Era un rincón tranquilo, con un pequeño estanque, algunas piedras lisas para sentarse y una higuera qué daba sombra.
Allí, la brisa era más suave, y los sonidos del pueblo quedaban atrás. Solo el canto de los pájaros y el suave murmullo del agua llenaban el silencio.
"Este lugar siempre fue mi refugio", dijo Mai, sentándose sobre una piedra cubierta de musgo, "Sonará tonto, pero cuando me sentía sola, venía aquí a hablarle al estanque... aunque solo fueran suspiros.
Sora la miro en silencio unos segundos, luego se sentó a su lado. Su codo rozó levemente el de ella, pero ninguno se apartó.
"Me alegra que hayas venido", dijo finalmente.

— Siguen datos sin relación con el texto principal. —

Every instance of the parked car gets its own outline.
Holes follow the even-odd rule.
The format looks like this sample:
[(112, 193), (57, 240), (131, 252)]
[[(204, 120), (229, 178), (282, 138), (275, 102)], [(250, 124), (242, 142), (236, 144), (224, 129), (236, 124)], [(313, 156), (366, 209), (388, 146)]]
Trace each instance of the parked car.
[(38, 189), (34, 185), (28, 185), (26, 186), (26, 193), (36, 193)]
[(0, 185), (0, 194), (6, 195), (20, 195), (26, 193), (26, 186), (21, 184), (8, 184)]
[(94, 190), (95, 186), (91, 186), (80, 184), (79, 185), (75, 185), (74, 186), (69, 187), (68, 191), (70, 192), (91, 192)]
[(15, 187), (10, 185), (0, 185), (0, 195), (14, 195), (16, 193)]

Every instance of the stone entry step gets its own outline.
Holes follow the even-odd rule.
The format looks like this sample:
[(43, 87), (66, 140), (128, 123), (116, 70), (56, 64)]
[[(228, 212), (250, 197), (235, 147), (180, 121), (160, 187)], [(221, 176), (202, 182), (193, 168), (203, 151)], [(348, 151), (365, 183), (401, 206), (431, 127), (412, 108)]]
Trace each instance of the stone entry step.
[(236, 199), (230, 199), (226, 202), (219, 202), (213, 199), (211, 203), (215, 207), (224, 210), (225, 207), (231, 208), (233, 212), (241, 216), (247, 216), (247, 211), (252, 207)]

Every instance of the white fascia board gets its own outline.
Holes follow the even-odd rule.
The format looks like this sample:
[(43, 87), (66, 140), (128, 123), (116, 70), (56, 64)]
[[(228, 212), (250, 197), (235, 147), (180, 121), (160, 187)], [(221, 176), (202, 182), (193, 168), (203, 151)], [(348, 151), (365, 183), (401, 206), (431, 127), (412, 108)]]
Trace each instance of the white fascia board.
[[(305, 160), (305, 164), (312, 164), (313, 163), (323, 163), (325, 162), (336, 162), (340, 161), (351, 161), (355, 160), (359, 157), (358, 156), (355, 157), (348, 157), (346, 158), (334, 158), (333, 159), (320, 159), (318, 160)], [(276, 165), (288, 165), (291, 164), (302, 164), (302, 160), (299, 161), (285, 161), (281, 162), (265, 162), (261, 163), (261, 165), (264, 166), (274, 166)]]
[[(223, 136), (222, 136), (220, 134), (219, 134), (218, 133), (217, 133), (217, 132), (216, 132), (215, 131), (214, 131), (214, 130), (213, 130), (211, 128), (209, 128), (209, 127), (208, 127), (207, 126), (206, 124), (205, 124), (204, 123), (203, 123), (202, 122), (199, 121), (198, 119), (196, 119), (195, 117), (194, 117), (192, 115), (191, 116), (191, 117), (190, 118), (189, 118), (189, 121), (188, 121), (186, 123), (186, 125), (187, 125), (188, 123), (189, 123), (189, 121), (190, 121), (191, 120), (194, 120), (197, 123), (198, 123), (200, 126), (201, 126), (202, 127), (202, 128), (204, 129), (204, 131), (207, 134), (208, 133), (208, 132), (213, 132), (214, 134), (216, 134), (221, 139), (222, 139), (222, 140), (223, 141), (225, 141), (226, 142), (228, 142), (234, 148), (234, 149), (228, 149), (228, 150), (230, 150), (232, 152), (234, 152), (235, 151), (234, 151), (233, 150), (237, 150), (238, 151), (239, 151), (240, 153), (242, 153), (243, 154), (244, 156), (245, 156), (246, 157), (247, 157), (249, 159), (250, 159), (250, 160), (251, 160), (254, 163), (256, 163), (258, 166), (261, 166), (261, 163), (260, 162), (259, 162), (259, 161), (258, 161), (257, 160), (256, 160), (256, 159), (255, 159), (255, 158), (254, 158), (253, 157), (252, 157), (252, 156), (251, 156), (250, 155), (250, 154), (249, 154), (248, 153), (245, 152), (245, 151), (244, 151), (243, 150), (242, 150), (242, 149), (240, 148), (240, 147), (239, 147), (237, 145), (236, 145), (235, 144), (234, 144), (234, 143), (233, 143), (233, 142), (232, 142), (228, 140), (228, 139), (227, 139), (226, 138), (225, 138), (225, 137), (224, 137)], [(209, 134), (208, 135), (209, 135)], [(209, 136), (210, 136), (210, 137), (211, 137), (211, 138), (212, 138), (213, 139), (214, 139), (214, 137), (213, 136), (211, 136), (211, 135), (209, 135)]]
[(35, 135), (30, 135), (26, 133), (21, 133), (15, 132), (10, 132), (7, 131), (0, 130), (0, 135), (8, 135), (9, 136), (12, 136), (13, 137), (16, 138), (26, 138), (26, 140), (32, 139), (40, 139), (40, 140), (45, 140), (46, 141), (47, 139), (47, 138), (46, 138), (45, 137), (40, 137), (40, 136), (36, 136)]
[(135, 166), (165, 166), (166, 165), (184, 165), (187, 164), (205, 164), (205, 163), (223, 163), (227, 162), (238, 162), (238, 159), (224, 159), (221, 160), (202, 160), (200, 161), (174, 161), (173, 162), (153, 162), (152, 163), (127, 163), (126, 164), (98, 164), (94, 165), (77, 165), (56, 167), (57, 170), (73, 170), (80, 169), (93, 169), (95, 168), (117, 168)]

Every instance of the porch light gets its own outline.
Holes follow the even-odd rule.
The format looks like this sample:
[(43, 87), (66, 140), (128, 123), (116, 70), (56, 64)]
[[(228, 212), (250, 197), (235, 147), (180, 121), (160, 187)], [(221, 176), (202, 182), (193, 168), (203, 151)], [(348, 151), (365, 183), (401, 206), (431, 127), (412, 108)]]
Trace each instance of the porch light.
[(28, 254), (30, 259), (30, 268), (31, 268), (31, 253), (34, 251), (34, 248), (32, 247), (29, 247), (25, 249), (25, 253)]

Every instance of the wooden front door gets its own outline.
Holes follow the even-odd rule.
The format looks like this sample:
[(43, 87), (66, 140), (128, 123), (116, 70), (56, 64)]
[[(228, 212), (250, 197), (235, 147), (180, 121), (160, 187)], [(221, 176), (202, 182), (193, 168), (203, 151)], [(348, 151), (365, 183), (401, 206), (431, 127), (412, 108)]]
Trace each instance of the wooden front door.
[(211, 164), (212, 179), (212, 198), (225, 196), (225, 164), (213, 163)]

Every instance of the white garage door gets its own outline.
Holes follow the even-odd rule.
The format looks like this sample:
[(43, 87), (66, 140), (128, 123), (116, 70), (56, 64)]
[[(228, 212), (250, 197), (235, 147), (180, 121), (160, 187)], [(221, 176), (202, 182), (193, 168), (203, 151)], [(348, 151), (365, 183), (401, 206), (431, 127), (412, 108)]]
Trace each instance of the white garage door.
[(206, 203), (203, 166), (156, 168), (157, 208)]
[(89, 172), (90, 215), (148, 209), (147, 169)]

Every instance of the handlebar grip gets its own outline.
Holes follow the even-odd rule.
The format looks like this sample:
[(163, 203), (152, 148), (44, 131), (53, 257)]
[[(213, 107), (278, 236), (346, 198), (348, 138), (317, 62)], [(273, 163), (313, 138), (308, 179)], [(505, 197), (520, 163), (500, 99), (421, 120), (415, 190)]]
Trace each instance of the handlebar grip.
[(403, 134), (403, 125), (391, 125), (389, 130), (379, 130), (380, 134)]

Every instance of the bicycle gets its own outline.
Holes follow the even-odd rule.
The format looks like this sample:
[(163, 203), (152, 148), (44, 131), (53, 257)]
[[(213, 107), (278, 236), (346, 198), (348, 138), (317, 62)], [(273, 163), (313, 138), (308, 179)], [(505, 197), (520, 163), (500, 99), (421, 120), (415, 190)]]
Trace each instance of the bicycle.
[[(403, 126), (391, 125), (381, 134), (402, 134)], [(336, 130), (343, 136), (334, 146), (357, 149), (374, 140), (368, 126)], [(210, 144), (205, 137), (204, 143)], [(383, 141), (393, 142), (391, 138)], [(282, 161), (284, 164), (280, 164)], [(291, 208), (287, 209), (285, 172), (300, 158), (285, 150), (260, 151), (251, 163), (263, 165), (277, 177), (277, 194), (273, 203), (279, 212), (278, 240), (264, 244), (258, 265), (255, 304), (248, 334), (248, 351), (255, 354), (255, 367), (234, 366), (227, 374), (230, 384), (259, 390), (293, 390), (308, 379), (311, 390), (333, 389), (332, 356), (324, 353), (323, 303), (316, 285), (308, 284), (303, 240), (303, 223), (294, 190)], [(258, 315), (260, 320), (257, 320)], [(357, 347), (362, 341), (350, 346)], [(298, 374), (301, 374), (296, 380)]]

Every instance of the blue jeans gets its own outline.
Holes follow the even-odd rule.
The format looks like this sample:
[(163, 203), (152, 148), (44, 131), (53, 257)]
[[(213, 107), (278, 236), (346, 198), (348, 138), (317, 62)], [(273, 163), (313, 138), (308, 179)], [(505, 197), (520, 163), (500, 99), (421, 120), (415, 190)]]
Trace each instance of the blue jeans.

"Gracias por invitarme", respondió él, mirándola con una expresión tranquila, casi vulnerable. "Hace tiempo que no me sentía así... como parte de algo".
Mai lo miró entonces, directamente, como si hubiera esperando esas palabras. Y en ese momento, el silencio entre ambos no fue incómodo, sino lleno de algo que aún no sabía nombrar.
"Aquel día, cuando te vi en la colina, ¿Sabías de ese lugar?", pregunta Sora.
Mai se quedó en silencio unos segundos, luego asintió con los ojos brillando.
"A veces siento que algo me llama... como una voz que conocí de niña, pero que no logro atrapar del todo".
Sora volteo hacia ella, "yo también".
Sus miradas se encontraron. Por un momento, no hubo palabras. Solo una sensación extraña, una vibración suave, como si el viento les trajera ecos de un recuerdo compartido.
Ambos miraban al cielo, pero esta vez fue distinto: lleno de cosas no dichas, de gestos suaves y de corazones latiendo un poco más rápido.
Desde dentro de la casa, La voz de yui los llamó.
"¡Mai! ¡Sora! ¡Hay helado de chocolate suizo!
Mai sonrió y se levantó de un salto, extendiendole una mano a Sora.
"Vamos antes de que papá se lo termine todo".
Más tarde, después de compartir la comida con la familia de Mai, el sol comenzaba a caer sobre el pueblo. El cielo se pintaba de tonos rosados y dorados, mientras una suave brisa arrastraba el olor a flores silvestres desde los campos cercanos.
Mai invitó a Sora a caminar un poco por los senderos detrás de su casa, que llevaban directo al lago. Caminaron en silencio a un pequeño claro donde los juncos crecían junto a la orilla.
Frente a ellos, el muelle se extendía solitario hacia las aguas tranquilas. El cielo reflejado en el lago parecía un cuadro vivo, con colores que se fundían suavemente.
"¿Sabes?", dijo Mai rompiendo el silencio, "Cuando era niña, venía aquí con mi papá después de los repartos. Siempre decía que este lago Guardaba secretos... como si supiera escucharte sin juzgar".
Sora sonrió, mirando el reflejo del cielo en el agua.
"Entonces... ¿crees que si hablo en voz baja, el lago guardará mis palabras?, dice Sora.
"Creo que si", respondió Mai, acercándose a él.
Ambos se sentaron sobre una piedra plana al borde del agua. Sora bajó la mirada, jugando con una ramita, y finalmente habló:
"Mai... últimamente me doy cuenta de cuánto significan estas pequeñas cosas.
Estar aquí, contigo, con mamá, con la abuela y también... creo que antes no las valoraba como ahora".
Mai lo miró con ternura. El sol bañaba su rostro con un resplandor suave, y por un momento, el mundo parecía detenerse.
Ella estiró la mano y tomó la de Sora, entrelazando sus dedos.
"Yo también pienso en eso", susurró Mai, "Hay días en los que temo perder todo esto... pero cuando estoy contigo, siento que todavía hay esperanza".
No hubo palabras después. Sólo el silencio compartido, el calor de sus manos, y el susurró del lago envolviendolos como un canto antiguo.
Y en lo profundo de Sora, algo se aferraba con fuerza a esa sensación: a la calidez, a la risa, a los aromas al tacto invisible de una mano que, sin tocarlo, lo estaba empezando a sostener.